On the a sequence of numbers 0-7, reflecting it (i.e. reading it back to front) has the same effect as complementing the 3 bits of its binary representation: 7 = 111 <-> 0 = 000, 6 = 110 <-> 1 = 001, etc. If the squares of the chess board are numbered in the canonical order, where the 3 low-order bits indicate the file, and the next 3 bits the rank, the operation V maps each square on a square that has the low-order 3 bits flipped (which we can get by XOR-ing with 7), while H corresponds to flipping the next 3 bits (XOR-ing with 56, = 111000 in binary or 070 in octal notation). the operation D is more difficult: here we have to swap the file and rank bits. Tere is no single instruction that does this; we would have to use masks and shifts, to first separate rank and file bits, shift them to their new position, and OR them together to obtain the new square number. As the total index is just all square numbers of the pieces strung together, we can get the index for a transformed position by applying the operations described above on al square numbers that make up the index simultaneously: XOR with 07070707 (V) or 070707070 (H), or AND with these two masks (given in the octal number system!), and shift them 3 bits left or right before recombining for D.
The Leapfrog generator will assign a symmetry operation to each position (dependent only on the board location of the first two (white) man in that position). This is the operation that will have to be applied on the position in order to get the equivalent canonical representative, which is stored in the tablebase. For any of the 4096 possible locations of the first two pieces this will be tabulated in a 64x64 table.

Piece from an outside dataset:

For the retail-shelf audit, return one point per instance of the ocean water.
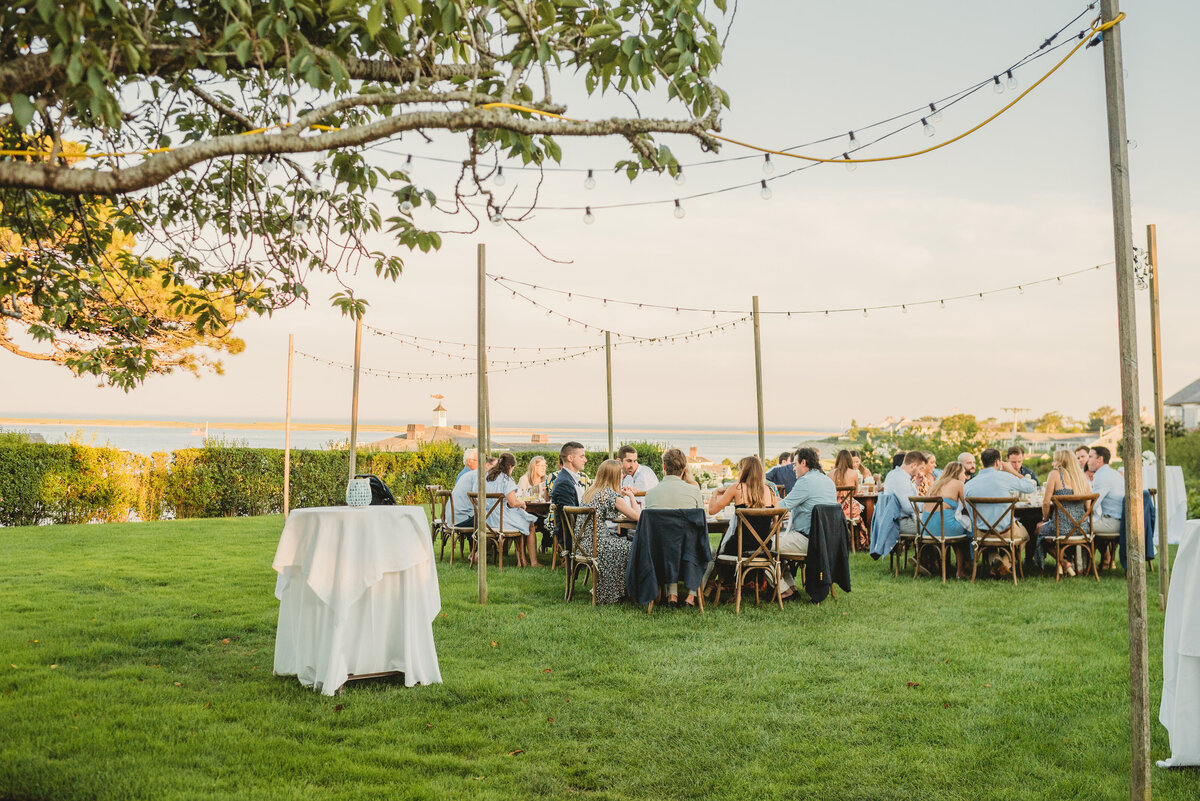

When a slice of the TB is brought into memory for the purpose of treating all moves of a piece, if this piece is one of the first two pieces, many positions in the slice will fall outside the tablebase, and will have to be mapped back into it by applying a symmetry operation. During the gathering of a slice we will replace each chunk by the chunk for its canonical representation. If this required a non-identity symmetry transformation, it means that the order of positions within the chunk will not be what it woud have been for a canonical chunk, as the four low-order man would have to be transformed as well.
In general, moves will both start and end in chunks that are not canonical. In this case, we will have to deduce the symmetry operation that will have to be applied to the index we get after the move, not to map it back to the canonical equivalent, but to map it to the non-canonical orientation of the chunk we reach. This mapping requires the tabulated mapping for the final orientation to make it canonical, followed by the inverse of the tabulated symmetry operation. To speed this up, an 8x8 table with products of symmetry operations with inverse symmetry operations is pre-computed. Each element of this table provides the mask we have to XOR the index with in order to translate it to the position the move came from (to do the H and V opertions) plus a bit that indicates if a D has to be applied afterwards.